I’m trying to make a case to not allow PHP code in .html files to be parsed. But the head of a project wants to do this. I know there will be a performance hit as every .html page will now go through the PHP parser, but are there any other issues out there? I haven’t found any other compelling reason to not do it.
I doubt that you would see real-world performance implications that can be easily solved by having the php parser look at the html files. Most of the other stacks I work with punch every single request through an app server much heavier than most apache configs I’ve seen and they seem to be doing just fine.
The most compelling reason I can think of not to do it is that you are looking at a configuration / tooling landmine as the world kinds of expects .html to be pure html/js and .php to be a combination of php / html / js. The question I would ask is “what do we gain by doing this? Why not just do the more conventional .php thing? Or if we care about pretty urls why don’t we use something that has real routing and get off the file system.”
That’s pretty much all I came up with as well. Thanks for the input.
There was a time years ago where some wanted to “hide” the fact that their files were PHP
IMHO any such logic is now moot.
I agree with wwb_99 as to server performance.

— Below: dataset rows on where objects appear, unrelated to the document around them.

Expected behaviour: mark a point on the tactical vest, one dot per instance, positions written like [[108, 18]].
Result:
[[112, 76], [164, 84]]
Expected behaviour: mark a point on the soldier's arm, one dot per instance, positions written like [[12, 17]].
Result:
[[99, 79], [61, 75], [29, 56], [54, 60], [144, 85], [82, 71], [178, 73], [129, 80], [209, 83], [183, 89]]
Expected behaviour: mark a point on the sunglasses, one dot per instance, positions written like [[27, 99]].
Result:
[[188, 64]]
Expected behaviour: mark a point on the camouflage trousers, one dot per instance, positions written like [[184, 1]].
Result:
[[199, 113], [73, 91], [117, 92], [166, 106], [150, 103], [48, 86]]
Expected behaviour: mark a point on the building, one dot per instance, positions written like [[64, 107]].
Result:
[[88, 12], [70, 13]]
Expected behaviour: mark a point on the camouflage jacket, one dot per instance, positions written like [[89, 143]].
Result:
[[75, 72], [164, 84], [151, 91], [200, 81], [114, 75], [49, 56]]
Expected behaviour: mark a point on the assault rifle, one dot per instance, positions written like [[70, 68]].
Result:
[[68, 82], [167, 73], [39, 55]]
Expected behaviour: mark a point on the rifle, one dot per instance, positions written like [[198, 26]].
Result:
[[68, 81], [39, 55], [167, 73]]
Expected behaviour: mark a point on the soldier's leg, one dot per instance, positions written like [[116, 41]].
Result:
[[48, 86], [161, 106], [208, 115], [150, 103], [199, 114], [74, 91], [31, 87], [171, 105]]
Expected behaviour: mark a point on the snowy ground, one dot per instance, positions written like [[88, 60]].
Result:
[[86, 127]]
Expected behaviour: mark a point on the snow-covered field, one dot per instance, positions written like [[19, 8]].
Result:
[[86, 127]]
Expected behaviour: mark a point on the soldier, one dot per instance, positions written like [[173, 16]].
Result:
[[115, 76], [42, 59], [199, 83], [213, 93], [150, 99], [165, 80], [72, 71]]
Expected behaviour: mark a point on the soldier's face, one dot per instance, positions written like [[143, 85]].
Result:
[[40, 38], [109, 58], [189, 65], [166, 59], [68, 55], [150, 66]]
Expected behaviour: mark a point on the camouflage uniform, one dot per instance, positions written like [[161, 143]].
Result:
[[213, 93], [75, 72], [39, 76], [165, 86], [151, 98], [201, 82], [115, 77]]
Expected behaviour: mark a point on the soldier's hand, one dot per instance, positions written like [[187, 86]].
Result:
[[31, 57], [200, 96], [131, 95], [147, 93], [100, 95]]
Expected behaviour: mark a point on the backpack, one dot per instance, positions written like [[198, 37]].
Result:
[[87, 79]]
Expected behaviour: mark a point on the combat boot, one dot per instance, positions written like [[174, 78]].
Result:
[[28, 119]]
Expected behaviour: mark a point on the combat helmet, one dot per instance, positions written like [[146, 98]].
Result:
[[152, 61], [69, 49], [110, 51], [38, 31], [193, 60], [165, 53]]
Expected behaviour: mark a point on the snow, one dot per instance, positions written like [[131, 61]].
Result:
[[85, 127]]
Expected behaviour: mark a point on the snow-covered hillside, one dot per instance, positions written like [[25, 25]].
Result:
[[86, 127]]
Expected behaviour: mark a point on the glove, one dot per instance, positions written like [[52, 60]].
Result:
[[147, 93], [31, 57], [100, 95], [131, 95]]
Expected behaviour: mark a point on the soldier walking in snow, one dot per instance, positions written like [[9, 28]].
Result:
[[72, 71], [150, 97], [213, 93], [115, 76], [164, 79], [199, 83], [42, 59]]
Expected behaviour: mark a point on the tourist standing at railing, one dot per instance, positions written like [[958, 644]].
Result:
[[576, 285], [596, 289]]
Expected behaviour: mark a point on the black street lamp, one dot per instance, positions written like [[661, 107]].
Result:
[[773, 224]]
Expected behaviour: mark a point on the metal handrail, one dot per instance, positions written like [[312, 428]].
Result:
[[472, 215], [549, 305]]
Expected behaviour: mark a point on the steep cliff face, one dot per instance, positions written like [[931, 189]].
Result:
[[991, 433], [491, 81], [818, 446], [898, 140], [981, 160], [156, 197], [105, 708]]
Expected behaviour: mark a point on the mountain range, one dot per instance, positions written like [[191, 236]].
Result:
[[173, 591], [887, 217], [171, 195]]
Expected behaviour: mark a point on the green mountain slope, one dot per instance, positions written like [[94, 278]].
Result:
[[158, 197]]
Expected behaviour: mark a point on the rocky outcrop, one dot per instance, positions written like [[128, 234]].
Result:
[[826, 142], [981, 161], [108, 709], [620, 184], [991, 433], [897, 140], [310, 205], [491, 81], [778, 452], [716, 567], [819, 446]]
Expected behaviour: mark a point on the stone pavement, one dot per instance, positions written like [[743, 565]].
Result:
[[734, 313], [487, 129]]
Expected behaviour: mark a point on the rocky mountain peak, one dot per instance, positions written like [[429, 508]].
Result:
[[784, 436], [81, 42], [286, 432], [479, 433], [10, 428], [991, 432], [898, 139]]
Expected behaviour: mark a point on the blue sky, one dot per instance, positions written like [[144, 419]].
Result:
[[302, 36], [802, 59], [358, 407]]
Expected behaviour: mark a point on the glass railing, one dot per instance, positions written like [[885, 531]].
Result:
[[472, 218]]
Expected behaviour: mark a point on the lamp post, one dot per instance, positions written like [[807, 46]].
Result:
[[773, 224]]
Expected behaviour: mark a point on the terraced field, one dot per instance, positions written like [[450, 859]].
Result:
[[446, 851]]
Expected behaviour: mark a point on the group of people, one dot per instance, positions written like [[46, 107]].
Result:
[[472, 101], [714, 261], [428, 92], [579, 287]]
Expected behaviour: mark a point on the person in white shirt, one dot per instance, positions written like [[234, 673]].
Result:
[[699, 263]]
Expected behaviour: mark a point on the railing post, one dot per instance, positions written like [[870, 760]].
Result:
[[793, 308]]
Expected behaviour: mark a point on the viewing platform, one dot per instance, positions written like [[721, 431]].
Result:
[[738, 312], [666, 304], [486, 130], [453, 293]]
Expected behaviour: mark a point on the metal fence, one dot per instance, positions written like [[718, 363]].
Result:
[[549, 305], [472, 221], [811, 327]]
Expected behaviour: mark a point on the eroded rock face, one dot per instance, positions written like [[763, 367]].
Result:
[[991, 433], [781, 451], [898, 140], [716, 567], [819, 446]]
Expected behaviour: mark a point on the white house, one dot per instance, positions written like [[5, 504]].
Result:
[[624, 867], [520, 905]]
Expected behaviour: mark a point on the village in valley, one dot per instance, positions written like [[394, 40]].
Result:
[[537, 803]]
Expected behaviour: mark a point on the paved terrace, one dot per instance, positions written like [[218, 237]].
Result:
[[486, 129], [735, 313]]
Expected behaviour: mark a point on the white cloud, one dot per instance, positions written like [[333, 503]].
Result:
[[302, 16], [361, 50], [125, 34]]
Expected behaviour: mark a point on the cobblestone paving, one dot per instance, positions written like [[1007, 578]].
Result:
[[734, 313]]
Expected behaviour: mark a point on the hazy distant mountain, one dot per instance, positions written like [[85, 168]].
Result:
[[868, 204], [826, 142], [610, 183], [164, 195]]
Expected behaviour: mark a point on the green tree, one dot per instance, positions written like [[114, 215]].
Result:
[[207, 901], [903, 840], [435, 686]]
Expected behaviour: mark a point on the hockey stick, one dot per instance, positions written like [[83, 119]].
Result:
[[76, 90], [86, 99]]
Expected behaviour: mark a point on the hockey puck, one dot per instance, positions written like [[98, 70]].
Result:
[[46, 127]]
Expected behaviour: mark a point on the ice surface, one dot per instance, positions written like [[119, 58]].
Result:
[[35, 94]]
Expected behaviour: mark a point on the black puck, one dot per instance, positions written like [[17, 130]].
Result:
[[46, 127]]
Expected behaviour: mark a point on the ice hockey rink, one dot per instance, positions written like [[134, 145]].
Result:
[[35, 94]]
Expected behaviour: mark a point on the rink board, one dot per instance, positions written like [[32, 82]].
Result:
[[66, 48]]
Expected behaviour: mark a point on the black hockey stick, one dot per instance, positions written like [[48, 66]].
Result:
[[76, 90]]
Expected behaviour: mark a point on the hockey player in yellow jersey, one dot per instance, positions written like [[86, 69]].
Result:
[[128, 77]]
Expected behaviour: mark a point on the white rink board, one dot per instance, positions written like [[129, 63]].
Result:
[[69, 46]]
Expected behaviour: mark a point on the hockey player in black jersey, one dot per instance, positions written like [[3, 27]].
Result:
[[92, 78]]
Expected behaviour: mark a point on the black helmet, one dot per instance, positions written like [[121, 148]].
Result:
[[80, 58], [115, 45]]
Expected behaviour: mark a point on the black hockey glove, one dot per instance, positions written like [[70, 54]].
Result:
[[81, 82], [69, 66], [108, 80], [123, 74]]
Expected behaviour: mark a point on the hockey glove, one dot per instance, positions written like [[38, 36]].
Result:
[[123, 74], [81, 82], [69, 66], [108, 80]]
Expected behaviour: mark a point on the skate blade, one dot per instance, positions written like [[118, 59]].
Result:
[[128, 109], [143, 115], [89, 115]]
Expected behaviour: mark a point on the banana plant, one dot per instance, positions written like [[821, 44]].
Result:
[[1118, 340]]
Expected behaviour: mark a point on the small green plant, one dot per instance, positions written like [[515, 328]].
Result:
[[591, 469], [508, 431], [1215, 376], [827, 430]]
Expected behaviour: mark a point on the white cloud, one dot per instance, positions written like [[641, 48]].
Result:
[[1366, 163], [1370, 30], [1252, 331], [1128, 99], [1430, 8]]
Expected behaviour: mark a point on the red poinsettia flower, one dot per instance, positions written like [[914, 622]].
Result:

What’s the difference between PHP parsing 100 .php pages or 100 .html pages?
I also agree with the getting rid of the php extension logic. If you don’t want it there go with routing.
Sounds more like the project head is “stuck” in an idea of how they think things should be rather than the reality.
But other than being pointless, I can’t think of any reason why doing it that way could cause many problems other than some initial confusion.
he didn’t really explain why he did it, so I’m not sure of his reasoning either. But this guy seems a bit old-school in how he does things anyway. Thanks!